В четыре часа человек пришел одевать меня к обеду. Как только туалет мой кончился и мальчик вышел, Мограби с радостным визгом выскочил из своего убежища, прыгал мне на грудь, лизал руки, скакал по комнате, валялся, перевертывался на ковре, бегал как сумасшедший из угла в угол и опять кидался ко мне, — одним словом, Мограби был чему-то рад до исступления! Я крепко задумался о такой странности и очень боялся, чтоб все эти необычайные перемены не кончились бешенством, но как я чрезвычайно любил свою собаку, то и решился до последней крайности не сообщать своих опасений никому. Наконец, Мограби, устав прыгать, побежал к своей тарелке с супом и очень аппетитно съел все, что в ней было; после этого он лег у ног моих, положа на них свою голову; по временам он поднимал ее и смотрел на меня с каким-то необычайным выражением. Вы знаете мою собаку все и верно помните, что у нее прекрасные большие глаза: в этих глазах тогда было столько чувства, столько речей, столько сожаления обо мне, что я даже теперь не нахожу слов передать вам моих тогдашних ощущений, знаю только, что страх был не последним из них. Пробило пять часов, а как мы обедали всегда в половине шестого, то обыкновенно в пять часов все уже сходились в залу. Я встал, чтоб идти к батюшке; но как Мограби, не трогаясь, лежал головою на моих ногах, то я, подняв его морду обеими руками и перекидывая ее шутя из стороны в сторону, сказал: «Ну, что разнежился, Мограби!.. Прощай, поди ляг на мою постель». И только что хотел уже отворить дверь своей комнаты, раздался гром подкатившегося к подъезду экипажа. Полагая основательно, что это приехал новый батюшкин знакомец — барон Рейнгоф, я спешил выйти; но Мограби стонал уже у ног моих и держал зубами за платье так крепко, что я не иначе мог заставить его пустить меня, как употребя жестокость, от которой у меня целый день болело сердце.

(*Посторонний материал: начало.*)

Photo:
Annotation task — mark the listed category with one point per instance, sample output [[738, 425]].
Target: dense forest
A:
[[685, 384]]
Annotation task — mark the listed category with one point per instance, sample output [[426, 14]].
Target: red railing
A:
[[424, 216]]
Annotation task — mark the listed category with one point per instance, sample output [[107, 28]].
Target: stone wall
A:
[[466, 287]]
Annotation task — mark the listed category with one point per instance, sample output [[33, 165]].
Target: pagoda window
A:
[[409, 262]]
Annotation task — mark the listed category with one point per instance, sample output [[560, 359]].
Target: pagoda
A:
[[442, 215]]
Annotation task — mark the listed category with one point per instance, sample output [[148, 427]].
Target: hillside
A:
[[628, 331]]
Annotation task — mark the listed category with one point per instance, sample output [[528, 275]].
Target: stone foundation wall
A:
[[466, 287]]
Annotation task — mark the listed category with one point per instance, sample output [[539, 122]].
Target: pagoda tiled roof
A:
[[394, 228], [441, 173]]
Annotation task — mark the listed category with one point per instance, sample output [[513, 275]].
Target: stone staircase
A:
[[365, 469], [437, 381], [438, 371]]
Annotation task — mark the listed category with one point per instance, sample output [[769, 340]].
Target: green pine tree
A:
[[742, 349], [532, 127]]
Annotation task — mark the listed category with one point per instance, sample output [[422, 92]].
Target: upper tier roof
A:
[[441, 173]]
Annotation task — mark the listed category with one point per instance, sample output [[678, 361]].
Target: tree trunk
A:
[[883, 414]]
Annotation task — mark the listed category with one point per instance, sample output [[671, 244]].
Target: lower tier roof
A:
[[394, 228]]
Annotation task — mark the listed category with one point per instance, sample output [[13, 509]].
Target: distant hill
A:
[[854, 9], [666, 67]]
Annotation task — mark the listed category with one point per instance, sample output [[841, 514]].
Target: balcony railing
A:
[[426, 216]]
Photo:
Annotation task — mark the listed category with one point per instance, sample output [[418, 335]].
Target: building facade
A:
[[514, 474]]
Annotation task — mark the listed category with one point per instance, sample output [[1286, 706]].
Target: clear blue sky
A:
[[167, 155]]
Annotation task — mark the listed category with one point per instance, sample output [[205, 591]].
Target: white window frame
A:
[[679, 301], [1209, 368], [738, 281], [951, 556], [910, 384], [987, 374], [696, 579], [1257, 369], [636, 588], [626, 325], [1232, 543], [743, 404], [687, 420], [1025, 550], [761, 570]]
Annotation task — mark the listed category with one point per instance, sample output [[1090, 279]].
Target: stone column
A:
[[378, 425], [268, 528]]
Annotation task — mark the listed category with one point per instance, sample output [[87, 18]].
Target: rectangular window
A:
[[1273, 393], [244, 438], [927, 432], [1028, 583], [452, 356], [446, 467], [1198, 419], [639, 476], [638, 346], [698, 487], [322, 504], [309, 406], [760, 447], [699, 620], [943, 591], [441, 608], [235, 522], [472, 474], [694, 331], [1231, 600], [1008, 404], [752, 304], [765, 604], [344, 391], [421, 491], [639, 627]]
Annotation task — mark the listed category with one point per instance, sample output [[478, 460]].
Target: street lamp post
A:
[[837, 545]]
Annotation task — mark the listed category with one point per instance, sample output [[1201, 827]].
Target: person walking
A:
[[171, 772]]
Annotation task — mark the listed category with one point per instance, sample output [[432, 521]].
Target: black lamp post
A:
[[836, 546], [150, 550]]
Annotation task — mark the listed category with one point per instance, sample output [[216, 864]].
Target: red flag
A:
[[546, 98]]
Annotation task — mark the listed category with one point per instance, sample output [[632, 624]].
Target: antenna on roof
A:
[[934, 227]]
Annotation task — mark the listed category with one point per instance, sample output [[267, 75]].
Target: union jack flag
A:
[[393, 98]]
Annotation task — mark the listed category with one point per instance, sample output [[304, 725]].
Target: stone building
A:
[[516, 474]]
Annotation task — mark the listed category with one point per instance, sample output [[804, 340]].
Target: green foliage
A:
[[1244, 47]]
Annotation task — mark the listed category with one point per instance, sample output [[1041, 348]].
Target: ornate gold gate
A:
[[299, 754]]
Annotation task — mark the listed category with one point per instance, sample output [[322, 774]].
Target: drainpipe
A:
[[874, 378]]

Я был тогда слишком молод, чтоб уметь оценить достоинства и обширность познаний молодого Рейнгофа. Все, что показалось мне особенно замечательным в нем, — это пасмурность его вида, бледность лица, выражение страдания на всей физиономии и глубокая задумчивость, которой он временем предавался, несмотря на любезность своего обращения и занимательность разговора.